Abstract

Crops respond similarly to drought and heat stress: life cycle is accelerated reducing photosynthetic capacity via restricted leaf area and duration. Metabolism is inhibited at temperature and water potential ranges outside those optimal for growth. Reproductive processes are impaired when stress occurs at critical developmental stages reducing seed set. Both stresses can be exacerbated by nutrient deficiencies and biotic factors while elevated CO2 levels may partially ameliorate stress in C3 species. Although stress adaptive traits - and consistent quantitative trait loci associated with them - are used to design new cultivars, the physiological and genetic bases of adaptation are only partially understood.
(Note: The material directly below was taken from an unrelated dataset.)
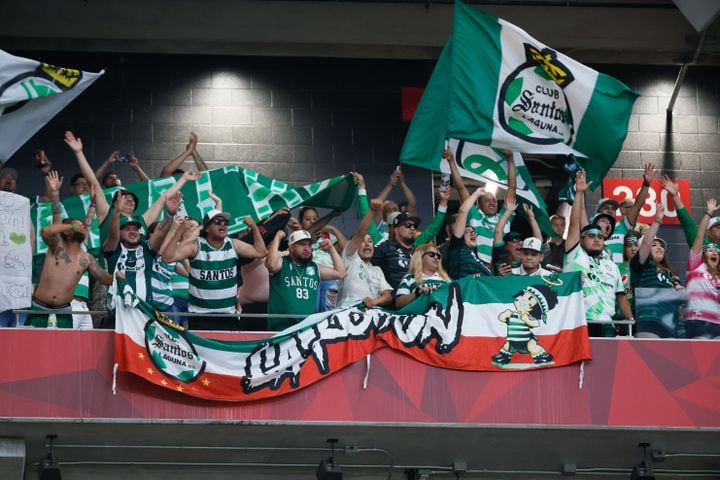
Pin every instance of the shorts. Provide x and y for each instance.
(81, 321)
Therefore, plant selection requires empirical approaches such as multi-location testing across representative environments, while detailed characterization of target sites permits genotype x environment interaction to be dissected, providing feedback into breeding and research. Precision phenotyping approaches assist by dissecting yield into its physiological components and have application in breeding and gene discovery. Examples of stress-adaptive traits which have been selected for in several species include deeper roots enabling plants to remain hydrated under drought and permitting canopy cooling under heat stress, transpiration efficiency, delayed senescence in sorghum, and synchronous flowering in maize. New traits and genes must be identified - perhaps among crop wild relatives or in model species - that permit cultivars to be buffered against temporal variation in water supply, adapt to higher temperatures without loss of water-use efficiency, and tolerate sudden extreme climatic events or combinations of stress factors. Examples of past successes and promising new approaches are discussed.